Feds Focusing on Chicago Bookies
Poeta’s case is one of several illegal sports betting cases that have been tried or are currently before a federal judge in Chicago.
In October, Eugene “Geno” Del Giudice, an 85-year-old man, received a three-month home detention sentence after he entered a guilty plea for his role in collecting gambling debts for his son, who allegedly ran an illegal online app. That case has led to charges against Casey Urlacher, the brother of Chicago Bears great Brian Urlacher. The former Bears linebacker was not involved in the alleged illegal app.
Also in October, federal prosecutors charged Gregory Emmett Paloian with one count of running an illegal sportsbook. In 2002, he received a three-and-a-half-year sentence after a conviction on a similar charge.

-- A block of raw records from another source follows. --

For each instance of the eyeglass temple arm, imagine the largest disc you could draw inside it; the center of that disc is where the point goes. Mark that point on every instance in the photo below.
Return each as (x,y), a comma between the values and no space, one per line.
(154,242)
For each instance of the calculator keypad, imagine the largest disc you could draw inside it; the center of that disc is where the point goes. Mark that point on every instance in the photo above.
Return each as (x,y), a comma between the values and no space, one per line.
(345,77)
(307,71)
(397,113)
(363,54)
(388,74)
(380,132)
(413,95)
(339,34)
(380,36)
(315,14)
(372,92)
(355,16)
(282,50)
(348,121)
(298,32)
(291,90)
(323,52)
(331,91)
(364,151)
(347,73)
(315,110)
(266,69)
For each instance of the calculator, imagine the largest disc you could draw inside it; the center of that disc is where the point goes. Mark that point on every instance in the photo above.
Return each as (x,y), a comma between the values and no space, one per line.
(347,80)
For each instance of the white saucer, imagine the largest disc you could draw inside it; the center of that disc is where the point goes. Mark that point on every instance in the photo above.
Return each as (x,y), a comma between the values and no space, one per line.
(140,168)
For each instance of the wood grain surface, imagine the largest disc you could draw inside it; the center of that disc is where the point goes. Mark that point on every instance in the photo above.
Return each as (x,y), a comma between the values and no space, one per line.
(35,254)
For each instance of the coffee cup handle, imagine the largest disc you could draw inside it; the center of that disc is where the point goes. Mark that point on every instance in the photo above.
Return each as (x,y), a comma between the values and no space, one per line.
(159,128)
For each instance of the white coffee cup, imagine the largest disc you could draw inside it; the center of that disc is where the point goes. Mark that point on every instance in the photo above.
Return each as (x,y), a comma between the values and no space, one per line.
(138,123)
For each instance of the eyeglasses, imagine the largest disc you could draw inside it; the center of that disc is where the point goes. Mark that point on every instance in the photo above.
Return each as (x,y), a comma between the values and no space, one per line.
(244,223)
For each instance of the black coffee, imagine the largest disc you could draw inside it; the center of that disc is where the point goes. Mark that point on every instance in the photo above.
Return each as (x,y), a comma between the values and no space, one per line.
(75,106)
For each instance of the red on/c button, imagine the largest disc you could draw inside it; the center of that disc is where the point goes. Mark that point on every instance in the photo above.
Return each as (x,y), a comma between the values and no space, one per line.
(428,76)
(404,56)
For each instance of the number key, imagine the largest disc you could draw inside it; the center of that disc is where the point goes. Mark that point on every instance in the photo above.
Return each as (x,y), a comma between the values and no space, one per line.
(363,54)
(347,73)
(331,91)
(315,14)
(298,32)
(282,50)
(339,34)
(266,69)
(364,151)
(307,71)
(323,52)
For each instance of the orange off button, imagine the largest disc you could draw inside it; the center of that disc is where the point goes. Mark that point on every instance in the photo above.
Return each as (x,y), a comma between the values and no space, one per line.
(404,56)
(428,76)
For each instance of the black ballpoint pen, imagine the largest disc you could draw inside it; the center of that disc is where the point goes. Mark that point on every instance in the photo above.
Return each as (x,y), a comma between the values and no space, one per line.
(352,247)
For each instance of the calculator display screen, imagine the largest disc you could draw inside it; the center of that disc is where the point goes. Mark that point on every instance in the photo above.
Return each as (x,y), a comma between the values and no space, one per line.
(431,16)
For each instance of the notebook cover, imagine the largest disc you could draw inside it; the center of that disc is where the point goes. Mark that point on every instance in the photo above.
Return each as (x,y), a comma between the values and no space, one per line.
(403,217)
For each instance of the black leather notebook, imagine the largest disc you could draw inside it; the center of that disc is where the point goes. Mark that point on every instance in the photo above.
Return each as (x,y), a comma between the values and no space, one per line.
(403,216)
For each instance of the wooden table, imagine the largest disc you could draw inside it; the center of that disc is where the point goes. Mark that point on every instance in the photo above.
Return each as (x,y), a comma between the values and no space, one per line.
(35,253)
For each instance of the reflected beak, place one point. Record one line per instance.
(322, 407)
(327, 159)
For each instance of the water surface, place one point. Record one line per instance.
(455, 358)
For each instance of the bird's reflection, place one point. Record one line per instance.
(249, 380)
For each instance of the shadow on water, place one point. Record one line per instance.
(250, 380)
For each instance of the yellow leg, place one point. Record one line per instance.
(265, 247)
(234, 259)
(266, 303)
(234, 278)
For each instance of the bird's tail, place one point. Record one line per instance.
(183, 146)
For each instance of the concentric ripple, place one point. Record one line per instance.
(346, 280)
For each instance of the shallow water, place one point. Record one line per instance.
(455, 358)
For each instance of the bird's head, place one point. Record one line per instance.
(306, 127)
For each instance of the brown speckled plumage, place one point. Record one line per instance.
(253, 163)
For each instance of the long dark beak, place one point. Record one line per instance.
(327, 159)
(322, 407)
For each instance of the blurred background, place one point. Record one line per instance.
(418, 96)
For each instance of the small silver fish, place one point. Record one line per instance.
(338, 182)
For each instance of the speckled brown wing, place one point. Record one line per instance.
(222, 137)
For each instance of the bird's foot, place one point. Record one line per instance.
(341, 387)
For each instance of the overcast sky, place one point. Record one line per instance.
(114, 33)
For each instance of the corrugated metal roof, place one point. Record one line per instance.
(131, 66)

Sports betting finally became legal in Illinois earlier this year. In September, the state reported a handle of more than $305 million from the licensed sportsbooks and betting apps statewide.
Illegal bookies still operate, authorities say, because unlike licensed books, they do not follow regulatory requirements. That means their overhead is lower, and they can offer more attractive odds. In addition, bookies often offer credit to their customers, something sportsbooks cannot provide.